Mark Blyth, deputy fund manager of API, said the two sales continue the trust’s disposal strategy implemented at the end of last year, with the proceeds being used to pay down its rolling credit facility.

“It follows on from the sale in December of the industrial asset in Livingston and demonstrate the continued appeal of the API assets to investors at prices close to NAV,” he said.

QuotedData analysts argued, however, that the sale poses questions over the benefits for shareholders from its proposed merger with Custodian Reit.

“We are not sure why API shareholders would vote for a merger with CREI at this current price when these sales prove that a managed wind-down would be of far greater value – even before the positive impact of any potential drop in interest rates later this year and into 2025,” analysts said.

See also: Urban Logistics Reit tables rival bid for API

API shareholders are due to vote on the Custodian merger next Wednesday (27 March).
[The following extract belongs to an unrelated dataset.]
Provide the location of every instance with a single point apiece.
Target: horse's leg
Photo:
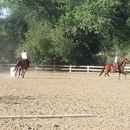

Custodian shareholders voted in favour of the deal earlier this week.

“Today’s news makes it hard to get behind a case for voting for it, in our view,” they added.

In January, the boards of the two trusts set terms of a recommended merger that would see API shareholders receive 0.78 new CREI shares.

At the time, this valued API at £237m and 62.1p per share – a 20.8% discount to its NAV of 78.4p at the end of 2023.

QuotedData said: “However, CREI’s share price dropped following the announcement (from 79.6p to 72.2p at last night’s market close), which now values API shares at 56.3p – a very substantial 28.2% discount to NAV. These latest sales expose the ridiculous discount that API was trading on before this, but also the lowball offer from CREI.

“We have been long time admirers of API and its manager Jason Baggaley and believe it would be a shame for it to wind-down, but it appears that this is the best course versus a merger with CREI.

“As things stand, a managed wind down that delivered NAV less 0.3% would put almost 38% more in investors’ pockets than the CREI bid. We believe it would take around two years to sell its portfolio – hopefully into an improving investment market.”